La pudeur en Islam : une notion plus large que le vêtement

Le terme arabe al-hayâ’ est généralement traduit par pudeur, réserve ou modestie. Dans un hadith authentique rapporté par al-Bukhari, le Prophète Muhammad ﷺ indique que le hayâ’ fait partie de la foi.[1] La pudeur ne se limite donc pas à une garde-robe : elle concerne également la conduite, le regard, les paroles et la relation que le croyant entretient avec les limites morales de sa religion.

Cette dimension apparaît clairement dans la sourate An-Nûr. Le verset 30 s’adresse d’abord aux hommes croyants en leur demandant de maîtriser leur regard et de préserver leur chasteté. Le verset suivant adresse des prescriptions correspondantes aux femmes croyantes et ajoute des indications concernant leur parure et leur vêtement.[2]

Que dit le Coran sur le vêtement de la femme musulmane ?

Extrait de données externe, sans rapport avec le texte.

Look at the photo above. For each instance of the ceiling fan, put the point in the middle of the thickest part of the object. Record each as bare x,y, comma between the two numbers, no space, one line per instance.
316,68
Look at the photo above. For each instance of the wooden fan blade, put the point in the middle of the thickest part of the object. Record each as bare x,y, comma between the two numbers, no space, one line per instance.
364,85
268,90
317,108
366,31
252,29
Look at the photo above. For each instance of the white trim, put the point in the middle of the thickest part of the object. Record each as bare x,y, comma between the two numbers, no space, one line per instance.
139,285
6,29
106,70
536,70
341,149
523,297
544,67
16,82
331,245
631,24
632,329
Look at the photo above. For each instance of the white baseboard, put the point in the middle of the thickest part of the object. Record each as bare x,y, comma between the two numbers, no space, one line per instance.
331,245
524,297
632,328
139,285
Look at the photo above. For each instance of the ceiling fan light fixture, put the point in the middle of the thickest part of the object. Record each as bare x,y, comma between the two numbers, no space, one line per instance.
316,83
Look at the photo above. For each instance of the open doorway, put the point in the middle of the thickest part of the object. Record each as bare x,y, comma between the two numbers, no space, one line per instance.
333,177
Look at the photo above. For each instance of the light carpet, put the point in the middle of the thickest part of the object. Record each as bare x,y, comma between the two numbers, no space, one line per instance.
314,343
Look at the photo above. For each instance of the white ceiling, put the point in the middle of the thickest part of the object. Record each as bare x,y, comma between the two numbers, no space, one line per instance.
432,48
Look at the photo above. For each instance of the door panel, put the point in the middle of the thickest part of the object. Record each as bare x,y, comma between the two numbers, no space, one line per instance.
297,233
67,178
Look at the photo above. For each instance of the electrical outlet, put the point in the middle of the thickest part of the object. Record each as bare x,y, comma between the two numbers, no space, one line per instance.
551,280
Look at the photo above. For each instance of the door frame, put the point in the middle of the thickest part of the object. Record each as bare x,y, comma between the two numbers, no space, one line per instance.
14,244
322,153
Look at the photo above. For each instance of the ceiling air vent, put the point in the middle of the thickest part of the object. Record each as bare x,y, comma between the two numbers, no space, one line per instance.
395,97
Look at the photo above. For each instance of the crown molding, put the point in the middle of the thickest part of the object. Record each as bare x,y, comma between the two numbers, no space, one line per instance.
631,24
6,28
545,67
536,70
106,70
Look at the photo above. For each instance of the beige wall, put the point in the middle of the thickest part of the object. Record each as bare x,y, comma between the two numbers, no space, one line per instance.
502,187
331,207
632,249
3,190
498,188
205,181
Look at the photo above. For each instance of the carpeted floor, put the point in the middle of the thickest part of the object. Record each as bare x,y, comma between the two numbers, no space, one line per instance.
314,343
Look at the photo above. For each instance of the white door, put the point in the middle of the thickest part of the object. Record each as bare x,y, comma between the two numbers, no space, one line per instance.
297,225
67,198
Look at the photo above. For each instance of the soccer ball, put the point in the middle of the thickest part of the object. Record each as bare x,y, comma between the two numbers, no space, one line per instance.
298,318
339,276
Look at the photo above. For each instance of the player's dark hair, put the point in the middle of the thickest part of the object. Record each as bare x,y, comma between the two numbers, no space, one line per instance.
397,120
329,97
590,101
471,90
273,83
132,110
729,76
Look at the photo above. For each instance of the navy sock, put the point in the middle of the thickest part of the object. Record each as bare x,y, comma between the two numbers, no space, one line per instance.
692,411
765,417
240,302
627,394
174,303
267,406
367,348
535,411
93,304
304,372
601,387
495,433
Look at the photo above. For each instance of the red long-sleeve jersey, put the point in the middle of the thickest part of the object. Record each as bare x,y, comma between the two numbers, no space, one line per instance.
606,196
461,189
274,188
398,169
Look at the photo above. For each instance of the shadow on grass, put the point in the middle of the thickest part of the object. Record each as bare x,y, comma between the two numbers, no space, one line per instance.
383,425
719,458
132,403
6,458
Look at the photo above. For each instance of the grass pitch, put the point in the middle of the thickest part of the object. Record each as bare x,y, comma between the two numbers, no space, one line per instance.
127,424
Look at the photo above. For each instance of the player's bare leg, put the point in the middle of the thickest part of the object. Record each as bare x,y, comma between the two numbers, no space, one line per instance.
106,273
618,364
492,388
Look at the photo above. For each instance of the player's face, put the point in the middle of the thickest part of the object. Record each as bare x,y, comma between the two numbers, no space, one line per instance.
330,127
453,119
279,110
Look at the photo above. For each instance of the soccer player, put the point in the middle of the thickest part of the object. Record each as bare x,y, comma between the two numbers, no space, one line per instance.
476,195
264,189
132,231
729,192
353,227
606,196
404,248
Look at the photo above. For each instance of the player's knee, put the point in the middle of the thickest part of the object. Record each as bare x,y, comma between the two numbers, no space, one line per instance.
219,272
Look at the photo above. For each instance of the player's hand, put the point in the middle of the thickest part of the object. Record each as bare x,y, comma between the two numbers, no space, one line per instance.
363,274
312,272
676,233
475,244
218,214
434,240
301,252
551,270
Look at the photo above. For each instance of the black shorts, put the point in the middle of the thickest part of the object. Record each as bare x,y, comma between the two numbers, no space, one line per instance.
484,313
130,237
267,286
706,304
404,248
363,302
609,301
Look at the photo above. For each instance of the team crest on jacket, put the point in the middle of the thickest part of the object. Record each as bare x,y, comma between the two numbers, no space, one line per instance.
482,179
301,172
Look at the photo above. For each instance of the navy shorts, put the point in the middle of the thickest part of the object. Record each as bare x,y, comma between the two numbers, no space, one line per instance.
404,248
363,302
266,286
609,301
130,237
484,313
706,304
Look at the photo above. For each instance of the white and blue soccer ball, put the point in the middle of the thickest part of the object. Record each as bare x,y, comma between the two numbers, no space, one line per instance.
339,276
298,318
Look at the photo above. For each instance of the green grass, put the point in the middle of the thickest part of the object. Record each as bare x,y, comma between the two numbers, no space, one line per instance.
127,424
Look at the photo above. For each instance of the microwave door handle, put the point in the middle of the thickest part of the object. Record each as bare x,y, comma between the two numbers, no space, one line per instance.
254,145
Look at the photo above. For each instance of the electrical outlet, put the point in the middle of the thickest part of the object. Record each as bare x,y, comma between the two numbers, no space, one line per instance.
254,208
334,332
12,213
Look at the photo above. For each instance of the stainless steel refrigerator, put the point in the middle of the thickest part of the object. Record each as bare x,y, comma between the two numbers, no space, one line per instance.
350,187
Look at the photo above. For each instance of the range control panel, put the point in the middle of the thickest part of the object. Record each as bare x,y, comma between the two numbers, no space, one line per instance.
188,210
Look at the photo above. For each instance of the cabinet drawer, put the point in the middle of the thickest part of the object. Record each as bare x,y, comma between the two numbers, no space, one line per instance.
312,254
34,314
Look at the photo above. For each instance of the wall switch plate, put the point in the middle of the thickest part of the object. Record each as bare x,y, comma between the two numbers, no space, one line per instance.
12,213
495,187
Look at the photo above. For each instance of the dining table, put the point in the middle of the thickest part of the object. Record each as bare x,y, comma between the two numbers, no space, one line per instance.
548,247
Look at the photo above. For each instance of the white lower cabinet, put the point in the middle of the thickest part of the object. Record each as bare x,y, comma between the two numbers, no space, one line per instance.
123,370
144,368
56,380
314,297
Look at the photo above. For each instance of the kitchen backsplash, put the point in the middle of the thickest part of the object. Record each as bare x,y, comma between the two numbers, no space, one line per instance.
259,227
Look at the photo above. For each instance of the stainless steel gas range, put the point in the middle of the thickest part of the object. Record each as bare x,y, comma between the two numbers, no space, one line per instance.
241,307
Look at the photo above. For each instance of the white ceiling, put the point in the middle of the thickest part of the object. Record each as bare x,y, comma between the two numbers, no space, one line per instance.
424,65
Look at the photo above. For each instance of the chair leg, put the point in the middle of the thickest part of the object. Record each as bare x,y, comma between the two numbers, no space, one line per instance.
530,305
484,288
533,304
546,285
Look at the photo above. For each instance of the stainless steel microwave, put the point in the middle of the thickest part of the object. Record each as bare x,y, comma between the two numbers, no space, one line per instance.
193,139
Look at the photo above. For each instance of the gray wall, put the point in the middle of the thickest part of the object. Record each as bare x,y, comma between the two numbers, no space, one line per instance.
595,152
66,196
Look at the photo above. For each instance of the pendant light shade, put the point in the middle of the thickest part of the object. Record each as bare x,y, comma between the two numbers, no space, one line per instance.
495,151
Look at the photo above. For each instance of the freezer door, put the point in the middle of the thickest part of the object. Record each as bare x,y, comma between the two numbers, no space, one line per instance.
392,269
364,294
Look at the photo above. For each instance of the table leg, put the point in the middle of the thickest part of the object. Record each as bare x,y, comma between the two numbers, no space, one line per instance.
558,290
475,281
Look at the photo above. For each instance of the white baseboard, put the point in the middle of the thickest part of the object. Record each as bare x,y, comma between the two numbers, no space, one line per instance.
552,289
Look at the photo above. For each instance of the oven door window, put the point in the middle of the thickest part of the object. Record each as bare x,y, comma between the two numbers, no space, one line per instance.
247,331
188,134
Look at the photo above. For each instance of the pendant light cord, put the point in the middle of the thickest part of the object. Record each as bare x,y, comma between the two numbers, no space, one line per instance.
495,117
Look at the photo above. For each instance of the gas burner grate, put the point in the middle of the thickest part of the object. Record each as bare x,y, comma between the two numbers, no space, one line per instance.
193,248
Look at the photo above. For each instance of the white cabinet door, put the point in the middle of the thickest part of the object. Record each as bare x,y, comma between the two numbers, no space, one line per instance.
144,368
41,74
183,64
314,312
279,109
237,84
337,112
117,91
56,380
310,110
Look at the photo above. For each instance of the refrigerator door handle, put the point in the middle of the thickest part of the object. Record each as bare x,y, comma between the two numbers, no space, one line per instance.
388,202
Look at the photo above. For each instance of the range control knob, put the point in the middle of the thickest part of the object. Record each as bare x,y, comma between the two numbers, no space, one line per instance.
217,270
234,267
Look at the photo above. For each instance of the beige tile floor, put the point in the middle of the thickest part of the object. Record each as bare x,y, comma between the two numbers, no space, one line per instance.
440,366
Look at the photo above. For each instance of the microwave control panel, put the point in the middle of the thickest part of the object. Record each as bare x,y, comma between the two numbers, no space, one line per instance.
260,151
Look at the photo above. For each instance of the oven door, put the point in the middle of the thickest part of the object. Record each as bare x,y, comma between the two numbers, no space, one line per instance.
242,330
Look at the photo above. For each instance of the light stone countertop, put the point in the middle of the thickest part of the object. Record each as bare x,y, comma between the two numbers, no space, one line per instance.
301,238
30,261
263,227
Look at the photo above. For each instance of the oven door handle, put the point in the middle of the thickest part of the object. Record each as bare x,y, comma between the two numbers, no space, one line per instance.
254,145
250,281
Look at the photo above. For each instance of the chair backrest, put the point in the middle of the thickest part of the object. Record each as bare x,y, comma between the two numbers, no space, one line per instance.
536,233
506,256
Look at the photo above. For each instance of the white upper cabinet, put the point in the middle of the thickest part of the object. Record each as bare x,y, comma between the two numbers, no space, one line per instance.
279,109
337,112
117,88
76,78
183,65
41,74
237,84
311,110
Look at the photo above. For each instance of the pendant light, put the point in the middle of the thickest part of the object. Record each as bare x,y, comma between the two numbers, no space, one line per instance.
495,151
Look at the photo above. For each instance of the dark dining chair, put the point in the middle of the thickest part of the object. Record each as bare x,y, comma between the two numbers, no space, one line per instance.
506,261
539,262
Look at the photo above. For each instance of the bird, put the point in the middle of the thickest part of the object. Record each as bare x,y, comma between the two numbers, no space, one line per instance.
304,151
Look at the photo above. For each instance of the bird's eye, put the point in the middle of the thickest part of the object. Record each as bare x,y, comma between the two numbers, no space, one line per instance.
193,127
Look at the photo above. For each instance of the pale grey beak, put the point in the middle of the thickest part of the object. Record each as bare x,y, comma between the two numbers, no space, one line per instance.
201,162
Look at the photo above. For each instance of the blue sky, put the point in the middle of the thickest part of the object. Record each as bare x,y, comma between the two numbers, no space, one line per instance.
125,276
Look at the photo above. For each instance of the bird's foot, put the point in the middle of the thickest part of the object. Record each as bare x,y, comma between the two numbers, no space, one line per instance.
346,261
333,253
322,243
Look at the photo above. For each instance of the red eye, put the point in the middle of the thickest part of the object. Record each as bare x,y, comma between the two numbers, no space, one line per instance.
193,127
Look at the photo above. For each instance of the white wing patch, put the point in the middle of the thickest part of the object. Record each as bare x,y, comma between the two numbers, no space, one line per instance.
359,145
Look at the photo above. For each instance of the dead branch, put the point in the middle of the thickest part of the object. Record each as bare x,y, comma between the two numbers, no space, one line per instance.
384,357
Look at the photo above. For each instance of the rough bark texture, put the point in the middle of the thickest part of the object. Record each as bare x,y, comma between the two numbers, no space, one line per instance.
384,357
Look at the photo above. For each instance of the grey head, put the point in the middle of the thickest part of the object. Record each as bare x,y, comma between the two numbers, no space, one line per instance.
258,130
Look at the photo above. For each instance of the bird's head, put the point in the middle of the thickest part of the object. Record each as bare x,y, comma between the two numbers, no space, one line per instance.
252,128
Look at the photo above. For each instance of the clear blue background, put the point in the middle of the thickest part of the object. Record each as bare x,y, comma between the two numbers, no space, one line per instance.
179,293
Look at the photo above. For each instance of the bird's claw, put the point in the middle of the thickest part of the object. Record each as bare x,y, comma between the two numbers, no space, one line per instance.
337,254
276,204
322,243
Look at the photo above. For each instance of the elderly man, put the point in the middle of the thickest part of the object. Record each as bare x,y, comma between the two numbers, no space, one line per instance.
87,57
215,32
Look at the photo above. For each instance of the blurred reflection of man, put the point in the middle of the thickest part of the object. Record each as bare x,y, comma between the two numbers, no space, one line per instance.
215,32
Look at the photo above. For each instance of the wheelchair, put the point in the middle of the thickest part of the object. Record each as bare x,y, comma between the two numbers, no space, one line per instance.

Deux passages sont particulièrement importants dans les discussions sunnites sur le vêtement féminin : An-Nûr 24:31 et Al-Ahzâb 33:59.

An-Nûr, 24:31

Le verset demande notamment aux croyantes de préserver leur chasteté, de ne pas exposer leurs parures au-delà de ce qui apparaît normalement et de rabattre leurs khumur sur leur poitrine.[2]

Al-Ahzâb, 33:59

Le Prophète ﷺ reçoit l’ordre de demander à ses épouses, à ses filles et aux femmes croyantes de rabattre sur elles leurs vêtements extérieurs, désignés dans le verset par le pluriel jalâbîb.[3]

Ces textes ont donné lieu à un important travail d’interprétation juridique. Le vocabulaire coranique est également utile : dans An-Nûr, le terme khumur, pluriel de khimâr, désigne un couvre-chef que le verset demande de rabattre sur la poitrine ; dans Al-Ahzâb, le jilbâb est présenté dans les commentaires classiques comme un vêtement extérieur couvrant.[4]

Le hijab ne se résume pas au foulard

Dans le français contemporain, le mot hijab désigne très souvent le foulard couvrant les cheveux et le cou. Dans les discussions religieuses, le terme est aussi utilisé de manière plus générale pour désigner l’ensemble des règles de couverture et de pudeur vestimentaire.

Il est donc possible qu’un vêtement couvre les cheveux mais ne remplisse pas, selon les critères retenus par les juristes, toutes les conditions du vêtement islamique. À l’inverse, l’obligation religieuse ne dépend pas de l’achat d’un vêtement portant commercialement le nom « abaya » ou « jilbab » : une tenue peut satisfaire aux critères recherchés sans appartenir à une coupe ou à une marque précise.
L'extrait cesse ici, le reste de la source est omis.